Malgré la déclaration regrettable du ministre Vic Toews («vous êtes avec nous ou avec les cyber-prédateurs»), il ne faut pas perdre de vue l'essentiel du débat sur le projet de loi C-30: doit-on permettre à la police et aux services de renseignements d'obtenir sans mandat judiciaire des informations personnelles auprès des fournisseurs de services internet?

Dans ce dossier, il faut se méfier de Big Brother tout en favorisant une police moderne et efficace. En ce sens, force est d'admettre que malgré la déclaration irresponsable de son ministre, le gouvernement Harper propose un projet de loi plus acceptable que celui présenté il y a un an alors que les conservateurs étaient minoritaires.

En 2011, le gouvernement Harper voulait permettre aux policiers d'obtenir sans mandat auprès des entreprises de télécoms onze informations personnelles différentes. L'idée a été vivement dénoncée par les commissaires à la vie privée de partout au pays. Cette fois-ci, le projet de loi C-30 limite les policiers sans mandat à obtenir six infos personnelles: nom, adresse postale, numéro de téléphone à domicile et sur cellulaire, courriel, adresse de protocole internet (adresse IP) et nom de l'entreprise de télécoms. Le ministre Toews fait valoir qu'il s'agit essentiellement d'une version du 21e siècle du bottin téléphonique, accessible depuis toujours aux policiers sans mandat.
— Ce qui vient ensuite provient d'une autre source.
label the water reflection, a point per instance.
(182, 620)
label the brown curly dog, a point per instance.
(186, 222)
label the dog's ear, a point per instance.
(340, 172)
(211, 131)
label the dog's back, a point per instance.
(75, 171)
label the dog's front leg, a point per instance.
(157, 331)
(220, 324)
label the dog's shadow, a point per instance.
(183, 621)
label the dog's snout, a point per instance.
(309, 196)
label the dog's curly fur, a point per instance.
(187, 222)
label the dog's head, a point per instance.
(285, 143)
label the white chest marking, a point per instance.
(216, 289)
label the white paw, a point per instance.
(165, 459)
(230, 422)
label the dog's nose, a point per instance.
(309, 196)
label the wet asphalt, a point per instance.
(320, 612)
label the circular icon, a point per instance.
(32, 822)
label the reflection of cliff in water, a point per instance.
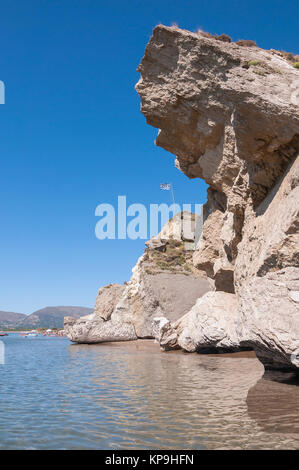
(274, 403)
(174, 400)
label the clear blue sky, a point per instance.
(72, 135)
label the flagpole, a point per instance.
(172, 193)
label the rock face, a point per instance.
(209, 326)
(164, 283)
(229, 115)
(99, 327)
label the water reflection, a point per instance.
(175, 400)
(55, 395)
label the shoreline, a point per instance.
(151, 345)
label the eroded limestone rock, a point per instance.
(227, 112)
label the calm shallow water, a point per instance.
(55, 395)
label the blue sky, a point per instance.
(72, 135)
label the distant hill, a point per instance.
(48, 317)
(10, 319)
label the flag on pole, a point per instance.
(165, 186)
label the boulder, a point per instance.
(229, 115)
(209, 326)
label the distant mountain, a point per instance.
(48, 317)
(10, 319)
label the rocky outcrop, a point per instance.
(209, 326)
(164, 283)
(228, 115)
(99, 327)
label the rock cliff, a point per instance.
(164, 283)
(228, 114)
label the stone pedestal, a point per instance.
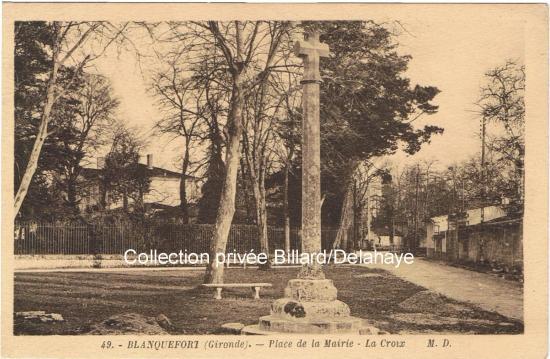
(309, 306)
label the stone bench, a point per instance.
(254, 286)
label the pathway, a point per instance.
(484, 290)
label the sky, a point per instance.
(449, 52)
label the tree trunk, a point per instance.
(183, 190)
(286, 210)
(261, 221)
(32, 164)
(226, 208)
(346, 221)
(71, 193)
(125, 200)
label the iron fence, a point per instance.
(33, 238)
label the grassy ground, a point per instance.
(88, 298)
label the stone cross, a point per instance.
(310, 51)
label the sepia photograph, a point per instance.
(360, 179)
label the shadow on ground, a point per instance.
(85, 299)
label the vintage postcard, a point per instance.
(274, 180)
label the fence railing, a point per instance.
(33, 238)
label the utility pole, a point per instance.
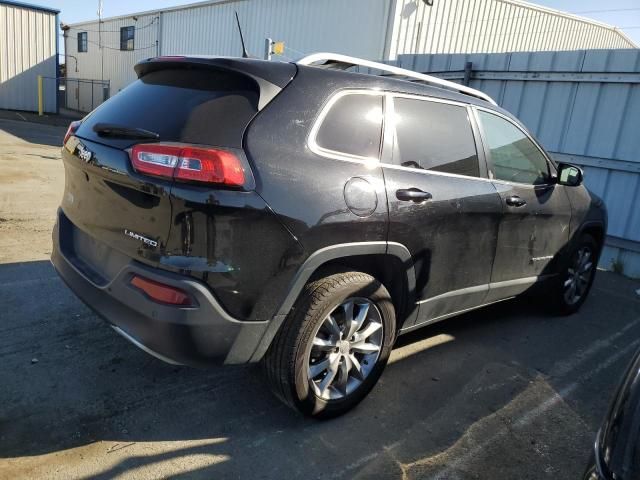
(100, 9)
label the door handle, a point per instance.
(515, 201)
(412, 195)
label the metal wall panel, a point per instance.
(588, 113)
(27, 49)
(210, 29)
(469, 26)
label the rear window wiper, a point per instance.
(113, 130)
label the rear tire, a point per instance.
(576, 277)
(333, 345)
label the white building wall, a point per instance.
(27, 49)
(355, 27)
(490, 26)
(372, 29)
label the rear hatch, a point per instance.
(176, 103)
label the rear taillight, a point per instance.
(73, 126)
(162, 293)
(194, 164)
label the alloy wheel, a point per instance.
(578, 276)
(345, 348)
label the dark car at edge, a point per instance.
(222, 210)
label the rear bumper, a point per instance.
(196, 336)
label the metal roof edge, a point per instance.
(30, 6)
(187, 6)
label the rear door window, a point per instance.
(352, 126)
(191, 106)
(434, 136)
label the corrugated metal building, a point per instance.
(28, 48)
(584, 107)
(373, 29)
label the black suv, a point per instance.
(237, 210)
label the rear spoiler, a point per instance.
(271, 77)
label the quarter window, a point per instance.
(434, 136)
(82, 42)
(353, 126)
(514, 156)
(127, 35)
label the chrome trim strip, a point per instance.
(456, 293)
(448, 315)
(526, 134)
(487, 287)
(371, 163)
(354, 61)
(143, 347)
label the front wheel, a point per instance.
(577, 277)
(333, 346)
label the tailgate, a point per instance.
(108, 201)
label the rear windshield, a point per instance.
(190, 106)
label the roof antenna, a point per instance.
(245, 54)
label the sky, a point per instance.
(78, 10)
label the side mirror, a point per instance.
(569, 175)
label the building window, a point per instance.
(82, 42)
(515, 158)
(127, 35)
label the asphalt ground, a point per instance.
(504, 392)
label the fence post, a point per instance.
(40, 99)
(468, 70)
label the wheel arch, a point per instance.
(379, 259)
(596, 230)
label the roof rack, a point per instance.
(346, 61)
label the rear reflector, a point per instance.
(193, 164)
(162, 293)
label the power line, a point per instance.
(113, 31)
(119, 49)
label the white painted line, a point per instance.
(30, 281)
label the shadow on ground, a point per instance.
(504, 392)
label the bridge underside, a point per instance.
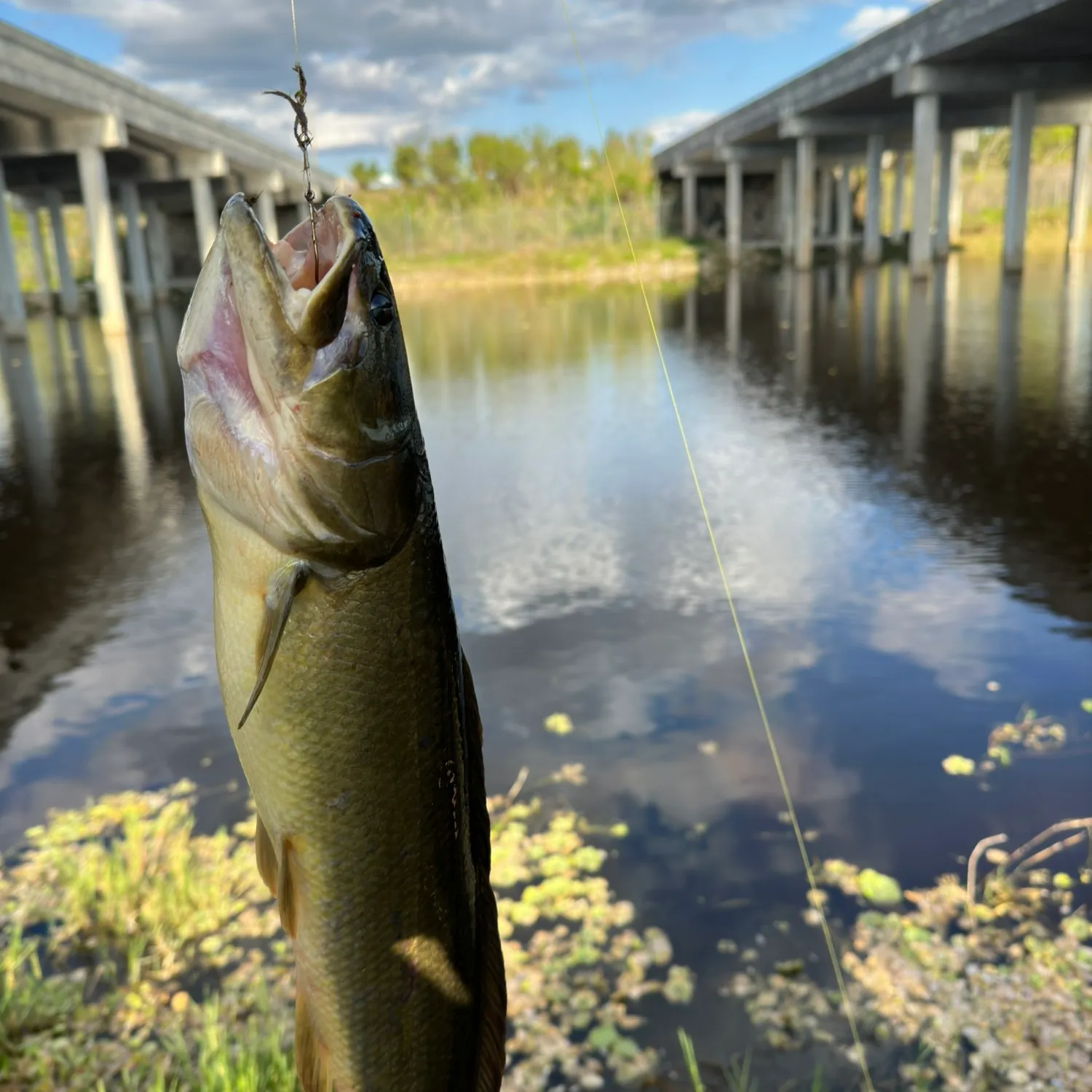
(924, 87)
(74, 133)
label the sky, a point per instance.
(384, 71)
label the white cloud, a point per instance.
(380, 71)
(947, 624)
(668, 130)
(873, 19)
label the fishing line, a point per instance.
(298, 104)
(816, 895)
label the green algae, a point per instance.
(138, 954)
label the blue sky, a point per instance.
(379, 74)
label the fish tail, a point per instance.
(493, 992)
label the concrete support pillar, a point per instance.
(826, 202)
(689, 203)
(1079, 187)
(734, 211)
(733, 314)
(874, 170)
(12, 307)
(95, 186)
(266, 215)
(140, 275)
(941, 242)
(899, 199)
(926, 135)
(205, 213)
(1016, 197)
(70, 294)
(956, 196)
(788, 201)
(157, 237)
(805, 201)
(844, 213)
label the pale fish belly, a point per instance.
(355, 756)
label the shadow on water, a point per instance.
(897, 473)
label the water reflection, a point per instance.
(893, 472)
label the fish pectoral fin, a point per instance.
(428, 959)
(312, 1057)
(284, 585)
(491, 989)
(266, 855)
(286, 887)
Du groupe, l'adresse IP est l'info la plus éloignée du traditionnel bottin téléphonique - et aussi la plus utile pour les corps policiers. Actuellement, la police peut obtenir un mandat de surveillance d'un site web suspect et savoir quelles adresses IP le visitent. Avec C-30, elle pourrait identifier sans mandat les visiteurs en demandant à leur fournisseur internet qui se cache derrière ces adresses IP (actuellement, il faut un mandat pour faire identifier un internaute via son adresse IP). Avec C-30, si la police veut ensuite suivre les déplacements d'un visiteur, elle devra obtenir un autre mandat spécifique à cet effet. À première vue, ce n'est pas exactement une version cauchemardesque de Big Brother.

Le projet de loi contient d'autres mesures à la fois bénéfiques pour les corps policiers et respectueuses de la vie privée. Les demandes de mandat seront simplifiées et centralisées pour qu'un seul juge puisse mieux évaluer l'intrusion sur la vie privée d'un citoyen. Pour éviter que les données sur l'activité d'un citoyen soient détruites par inadvertance, les policiers demanderont à l'avance aux entreprises de télécoms de les conserver pendant au moins 21 jours en attendant d'obtenir un mandat d'un juge.

D'autres pays comme les États-Unis et la Grande-Bretagne autorisent déjà l'obtention de certaines infos personnelles sans mandat, mais plusieurs pays européens ne tolèrent pas cette pratique. Il n'y a pas si longtemps au Canada, en 2007, un politicien était fortement contre cette pratique: «Ça peut rendre certaines enquêtes plus difficiles, mais notre expectative au droit à la vie privée est telle que nous ne mettrons pas en place un (tel) système.» Sur ces sages paroles de Stockwell Day, que le débat commence!